Los muchachos revelaron que solían buscar experiencias heterosexuales, mientras que las muchachas solían describir el sexo heterosexual como algo que sólo les había ocurrido a una edad temprana. Es posible que la presión y la coerción sexual experimentada por las mujeres por parte de los varones heterosexuales las predisponga a una secuencia heterosexual/homosexual, como consecuencia de crecer en una sociedad en la que las mujeres se encuentran con estas experiencias mucho más corrientemente que los varones. La socialización de las jóvenes las prepara tradicionalmente para experimentar su sexualidad de forma pasiva, no activa. La actividad heteroerótica inicial de las muchachas puede servir de base de comparación que facilita la transición a las identidades lesbianas. Por primera vez pueden expresar lo que quieren desear en cualidad de agentes de sus propios deseos.
Los varones pueden experimentar expectativas culturales y familiares mayores en cuanto a un comportamiento heterosexual, que los empuja a comprometerse y a experimentarlo sin importar cuáles sean sus deseos.

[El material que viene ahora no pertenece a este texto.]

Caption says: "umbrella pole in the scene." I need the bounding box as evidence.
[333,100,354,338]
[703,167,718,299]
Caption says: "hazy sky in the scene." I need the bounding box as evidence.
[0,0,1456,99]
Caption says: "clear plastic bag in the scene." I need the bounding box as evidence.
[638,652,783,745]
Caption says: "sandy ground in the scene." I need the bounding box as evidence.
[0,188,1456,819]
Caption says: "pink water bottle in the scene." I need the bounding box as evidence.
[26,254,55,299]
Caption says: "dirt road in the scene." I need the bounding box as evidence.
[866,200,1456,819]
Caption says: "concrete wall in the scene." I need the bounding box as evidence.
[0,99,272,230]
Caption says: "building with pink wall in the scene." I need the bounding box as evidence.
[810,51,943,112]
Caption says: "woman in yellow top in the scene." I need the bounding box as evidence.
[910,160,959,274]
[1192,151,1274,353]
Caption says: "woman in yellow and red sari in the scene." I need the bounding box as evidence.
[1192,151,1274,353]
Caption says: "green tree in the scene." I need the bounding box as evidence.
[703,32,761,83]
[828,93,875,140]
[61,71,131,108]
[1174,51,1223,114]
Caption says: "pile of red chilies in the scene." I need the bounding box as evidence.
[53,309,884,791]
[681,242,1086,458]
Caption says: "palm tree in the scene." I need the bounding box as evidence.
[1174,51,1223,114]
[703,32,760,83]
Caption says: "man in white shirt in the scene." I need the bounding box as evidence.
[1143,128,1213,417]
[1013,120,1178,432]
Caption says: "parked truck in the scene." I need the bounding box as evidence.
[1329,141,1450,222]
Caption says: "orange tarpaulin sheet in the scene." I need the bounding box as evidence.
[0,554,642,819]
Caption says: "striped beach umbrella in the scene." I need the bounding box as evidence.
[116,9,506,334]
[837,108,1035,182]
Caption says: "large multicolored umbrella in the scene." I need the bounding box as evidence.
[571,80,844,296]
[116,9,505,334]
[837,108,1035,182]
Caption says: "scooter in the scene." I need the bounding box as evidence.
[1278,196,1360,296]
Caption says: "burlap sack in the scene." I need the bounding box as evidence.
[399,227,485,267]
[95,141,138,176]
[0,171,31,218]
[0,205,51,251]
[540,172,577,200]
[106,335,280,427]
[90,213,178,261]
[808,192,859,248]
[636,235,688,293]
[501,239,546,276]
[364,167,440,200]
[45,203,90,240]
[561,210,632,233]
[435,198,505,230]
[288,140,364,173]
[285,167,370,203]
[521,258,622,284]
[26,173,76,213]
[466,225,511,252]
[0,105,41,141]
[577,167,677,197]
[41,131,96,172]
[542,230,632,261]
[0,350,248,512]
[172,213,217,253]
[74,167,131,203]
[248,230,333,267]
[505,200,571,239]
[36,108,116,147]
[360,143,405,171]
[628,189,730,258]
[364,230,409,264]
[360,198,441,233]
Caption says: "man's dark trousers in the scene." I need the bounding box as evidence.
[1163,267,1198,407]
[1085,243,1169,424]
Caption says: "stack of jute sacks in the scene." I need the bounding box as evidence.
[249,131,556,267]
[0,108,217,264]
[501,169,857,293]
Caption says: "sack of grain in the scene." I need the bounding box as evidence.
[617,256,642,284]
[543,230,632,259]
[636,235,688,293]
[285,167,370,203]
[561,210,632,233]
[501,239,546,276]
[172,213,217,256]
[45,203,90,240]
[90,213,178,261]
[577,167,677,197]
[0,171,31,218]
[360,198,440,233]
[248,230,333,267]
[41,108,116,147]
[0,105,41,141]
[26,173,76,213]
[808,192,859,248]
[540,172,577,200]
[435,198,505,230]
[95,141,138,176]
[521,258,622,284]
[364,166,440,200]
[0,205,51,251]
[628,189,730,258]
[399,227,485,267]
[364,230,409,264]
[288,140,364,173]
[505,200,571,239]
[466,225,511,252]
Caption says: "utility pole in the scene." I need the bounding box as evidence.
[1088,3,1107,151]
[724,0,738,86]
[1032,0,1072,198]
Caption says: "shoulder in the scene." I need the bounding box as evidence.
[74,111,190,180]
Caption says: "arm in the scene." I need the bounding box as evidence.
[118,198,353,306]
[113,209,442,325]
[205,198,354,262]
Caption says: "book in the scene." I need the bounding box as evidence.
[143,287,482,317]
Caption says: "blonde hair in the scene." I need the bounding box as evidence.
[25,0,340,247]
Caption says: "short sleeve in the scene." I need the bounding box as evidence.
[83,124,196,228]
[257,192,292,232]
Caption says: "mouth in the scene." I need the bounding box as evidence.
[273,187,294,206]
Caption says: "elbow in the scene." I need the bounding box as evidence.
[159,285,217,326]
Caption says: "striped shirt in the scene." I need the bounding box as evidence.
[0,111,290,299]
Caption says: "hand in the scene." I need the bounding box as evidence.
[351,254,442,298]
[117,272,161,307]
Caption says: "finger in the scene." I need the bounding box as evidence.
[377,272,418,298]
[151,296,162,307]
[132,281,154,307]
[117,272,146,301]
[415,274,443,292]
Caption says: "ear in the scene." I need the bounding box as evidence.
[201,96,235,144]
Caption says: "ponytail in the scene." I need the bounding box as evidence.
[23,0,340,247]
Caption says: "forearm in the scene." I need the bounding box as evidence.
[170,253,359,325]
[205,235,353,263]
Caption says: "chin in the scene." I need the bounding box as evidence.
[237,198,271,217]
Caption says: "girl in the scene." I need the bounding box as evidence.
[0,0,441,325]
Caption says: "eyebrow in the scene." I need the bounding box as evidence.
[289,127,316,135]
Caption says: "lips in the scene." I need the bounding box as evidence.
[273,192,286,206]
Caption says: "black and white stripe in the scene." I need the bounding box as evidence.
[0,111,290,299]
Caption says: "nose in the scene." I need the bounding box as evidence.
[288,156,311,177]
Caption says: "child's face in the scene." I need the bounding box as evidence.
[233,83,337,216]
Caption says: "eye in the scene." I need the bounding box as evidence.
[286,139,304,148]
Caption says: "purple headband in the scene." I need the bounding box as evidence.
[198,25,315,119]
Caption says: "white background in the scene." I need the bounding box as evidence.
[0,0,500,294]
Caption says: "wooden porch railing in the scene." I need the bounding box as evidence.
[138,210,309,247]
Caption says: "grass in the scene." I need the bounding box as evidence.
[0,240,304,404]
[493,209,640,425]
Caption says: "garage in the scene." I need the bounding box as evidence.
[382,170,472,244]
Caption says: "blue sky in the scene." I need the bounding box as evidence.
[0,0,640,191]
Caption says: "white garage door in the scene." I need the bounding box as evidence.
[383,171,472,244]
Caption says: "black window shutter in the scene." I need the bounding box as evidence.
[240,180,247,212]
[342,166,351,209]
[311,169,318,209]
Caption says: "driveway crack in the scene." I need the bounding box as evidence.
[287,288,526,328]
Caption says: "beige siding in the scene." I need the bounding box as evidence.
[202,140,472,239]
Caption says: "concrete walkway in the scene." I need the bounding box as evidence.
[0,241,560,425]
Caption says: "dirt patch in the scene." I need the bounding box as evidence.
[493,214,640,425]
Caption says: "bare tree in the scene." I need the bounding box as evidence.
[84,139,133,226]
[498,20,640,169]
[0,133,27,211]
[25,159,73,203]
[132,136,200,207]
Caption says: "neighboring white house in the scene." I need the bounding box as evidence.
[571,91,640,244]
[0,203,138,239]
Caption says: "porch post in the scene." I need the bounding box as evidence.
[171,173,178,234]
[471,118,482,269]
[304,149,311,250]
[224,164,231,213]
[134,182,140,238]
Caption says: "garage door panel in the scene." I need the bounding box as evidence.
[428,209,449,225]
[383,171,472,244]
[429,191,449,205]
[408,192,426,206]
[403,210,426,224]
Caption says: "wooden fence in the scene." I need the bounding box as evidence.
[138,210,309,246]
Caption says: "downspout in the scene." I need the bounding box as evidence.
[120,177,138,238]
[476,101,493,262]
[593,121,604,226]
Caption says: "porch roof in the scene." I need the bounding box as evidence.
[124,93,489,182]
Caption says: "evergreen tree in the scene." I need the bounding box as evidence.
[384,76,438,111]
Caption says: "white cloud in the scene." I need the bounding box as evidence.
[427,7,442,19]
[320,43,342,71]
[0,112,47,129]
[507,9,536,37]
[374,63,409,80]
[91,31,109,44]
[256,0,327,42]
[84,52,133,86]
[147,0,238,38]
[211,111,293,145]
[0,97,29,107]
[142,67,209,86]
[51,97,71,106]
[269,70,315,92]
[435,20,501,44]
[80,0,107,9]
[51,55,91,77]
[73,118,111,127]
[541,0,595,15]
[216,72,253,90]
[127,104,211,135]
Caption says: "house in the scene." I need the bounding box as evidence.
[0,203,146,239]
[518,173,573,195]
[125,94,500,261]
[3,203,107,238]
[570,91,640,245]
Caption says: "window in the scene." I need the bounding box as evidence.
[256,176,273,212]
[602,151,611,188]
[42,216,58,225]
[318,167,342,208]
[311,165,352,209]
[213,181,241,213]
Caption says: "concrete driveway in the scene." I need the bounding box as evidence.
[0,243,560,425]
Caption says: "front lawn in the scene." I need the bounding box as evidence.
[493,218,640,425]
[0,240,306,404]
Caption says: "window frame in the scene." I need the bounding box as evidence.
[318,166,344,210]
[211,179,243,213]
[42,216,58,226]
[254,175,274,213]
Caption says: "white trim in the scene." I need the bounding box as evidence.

Los jóvenes luchan por ir más allá del sentimiento de ocultación y de remordimiento, enfrentándose por primera vez al modo de relacionar sus experiencias a las prácticas y estructuras existentes en la cultura. El temor a ser “realmente bisexuales” y no gay o lesbiana es importante por dos razones fundamentales. Lo bisexual representa la mediación, pero, como una especie nueva del siglo XX, el hedonista liberado, el “bisexual” media ente el “gay” y el “normal” en el naciente sistema cultural de la sexualidad en los Estados Unidos. Aquí, el nuevo énfasis se centra en una ideología del hedonismo. Pero hay otro factor: el sentido que da a “salir fuera”. Aquí, es en este sentido en el que la “bisexualidad” contemporánea representa estados de devenir y de ser que son transitorios: la esencia de paso liminal para los individuos y las culturas. 


6. Conclusión.


Hemos sugerido cuatro perspectivas de la bisexualidad que pueden ser contrastadas. Con la excepción del primer nivel biológico, los otros tres son decisivos en la investigación social y conductual sobre la sexualidad y los estudios recientes sobre la salud y las enfermedades de transmisión sexual. Hemos sugerido que los conceptos de deseo e identidad han sido mezclados en la teoría sexual hasta hace poco tiempo, y la identidad sexual ha tenido un significado flotante, que mina la naturaleza de los datos empíricos relacionados con el desarrollo observado, al menos en las poblaciones urbanas occidentales. Con frecuencia la cultura ha sido dejada de lado en la descripción de estos fenómenos. Esto ha causado que la investigación sobre la bisexualidad haya omitido el estudio de la acción cultural y del contexto histórico en su sistema total de análisis. Afirmamos que esto ha sido un error fundamental en la modelación e investigación científica de las pasadas generaciones. Habrá que dedicar nuevos esfuerzos a investigar los contextos histórico y cultural de las identidades bisexuales, de la interacción sexual, y de las culturas sexuales en el ámbito occidental y en el no occidental, con el fin de comprender ulteriormente la significación de la conducta bisexual para toda la especie humana.